Poor Decisions
“I already own one horse. A chestnut thoroughbred mare. She’s 4 but mentally only 2 or 3. Super right-brained. She freaks out when she doesn’t understand. She’s afraid of her own shadow. I’ve poured a ton of money into her to see if her behavior is pain related. It’s getting better, but it will be a while before we are ready to head down centerline.
I tend to miss out on so much fun stuff at our barn because of my mare’s immaturity and it makes me sad. Last summer I started working with a rescue to find another horse who could trail ride and handle light arena work. There was one that I was really interested in but radiographs showed she had foundered so I passed.
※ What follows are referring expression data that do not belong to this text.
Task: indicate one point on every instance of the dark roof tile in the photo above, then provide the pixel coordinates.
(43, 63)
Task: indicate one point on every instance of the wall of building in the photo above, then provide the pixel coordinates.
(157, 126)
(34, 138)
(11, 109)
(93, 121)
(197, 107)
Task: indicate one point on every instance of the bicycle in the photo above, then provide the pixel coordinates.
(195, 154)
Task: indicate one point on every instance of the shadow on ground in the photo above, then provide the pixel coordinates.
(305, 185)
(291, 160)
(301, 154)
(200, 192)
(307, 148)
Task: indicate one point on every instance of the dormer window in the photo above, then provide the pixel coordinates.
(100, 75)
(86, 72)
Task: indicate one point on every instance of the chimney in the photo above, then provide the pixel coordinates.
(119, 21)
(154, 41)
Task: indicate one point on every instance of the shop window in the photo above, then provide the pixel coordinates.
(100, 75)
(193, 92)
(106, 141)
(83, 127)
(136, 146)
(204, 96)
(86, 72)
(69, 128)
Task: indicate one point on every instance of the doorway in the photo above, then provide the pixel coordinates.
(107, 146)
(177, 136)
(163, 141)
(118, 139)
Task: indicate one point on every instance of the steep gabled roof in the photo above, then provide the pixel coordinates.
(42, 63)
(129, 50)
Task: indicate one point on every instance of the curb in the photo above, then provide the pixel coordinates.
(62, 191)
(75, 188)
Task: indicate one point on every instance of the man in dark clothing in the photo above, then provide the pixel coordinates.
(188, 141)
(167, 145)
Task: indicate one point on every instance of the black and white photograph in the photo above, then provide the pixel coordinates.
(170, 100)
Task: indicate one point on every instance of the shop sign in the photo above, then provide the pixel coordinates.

A few months later the director of the rescue called me and said they’d got a thoroughbred in that he thought would be a great match. I really was not excited at the prospect of another TB but I went out to have a look anyway.
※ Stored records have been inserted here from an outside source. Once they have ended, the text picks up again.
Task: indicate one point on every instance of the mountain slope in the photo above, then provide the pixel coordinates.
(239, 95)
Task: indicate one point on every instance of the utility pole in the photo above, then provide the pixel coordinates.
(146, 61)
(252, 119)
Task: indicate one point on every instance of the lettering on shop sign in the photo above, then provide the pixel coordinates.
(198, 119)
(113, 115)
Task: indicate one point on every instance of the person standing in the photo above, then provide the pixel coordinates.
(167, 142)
The literal moment my hand closed on his lead rope I knew he was mine. It was that shock of electricity you hear about in cheesy romance novels. He’d not been handled in a while and you could tell, but he willingly did every little thing I asked of him.
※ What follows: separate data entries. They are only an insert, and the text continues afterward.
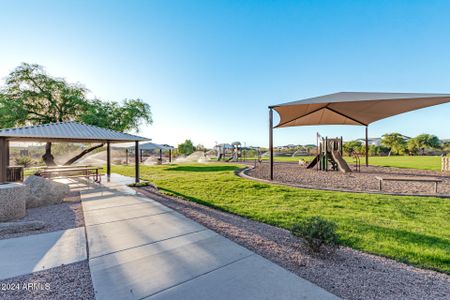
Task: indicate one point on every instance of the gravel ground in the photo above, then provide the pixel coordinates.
(66, 215)
(363, 181)
(66, 282)
(347, 273)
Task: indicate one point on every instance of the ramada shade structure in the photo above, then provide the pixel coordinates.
(348, 108)
(65, 132)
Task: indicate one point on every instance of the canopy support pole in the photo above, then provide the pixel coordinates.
(136, 165)
(4, 159)
(271, 141)
(367, 146)
(108, 161)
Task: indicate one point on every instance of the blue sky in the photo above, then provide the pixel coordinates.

The story we got on him made me unreasonably angry in that same romance novel way. He’d raced for a couple of years and had 14 starts before a DNF on his last race for undisclosed reasons. It appeared that he went straight from the track to the owner he was seized from, and that person proceeded to keep him in his barn with little water or food, no turn out, and no vet or farrier care for three years! When he was finally turned over to the rescue he was underweight, overly food aggressive, had severely overgrown feet, and a halter that was embedded into his head.
On paper – even as I write this out – this was not in any way the horse I was looking for. But I took him in regardless.
He spent a year rehabbing at a good friend’s farm and blossomed as the weeks went by. It was not a cheap or quick process. I was now financing two horses and was still missing out on all the fun things I had wanted to do.
But what’s funny is that while I was wrapped up in rehabbing the gelding, my mare began maturing too. It’s like the pressure was off of her and she was now allowed to grow at her own rate.
I am not a religious person but I do believe that fate exists. I think I was meant to have this horse, at this time in our lives, and that I was able to have success with him due to all of the challenges my mare put me through. And I also believe that when the fun times come I’ll appreciate them more than I would have had this journey been easy.”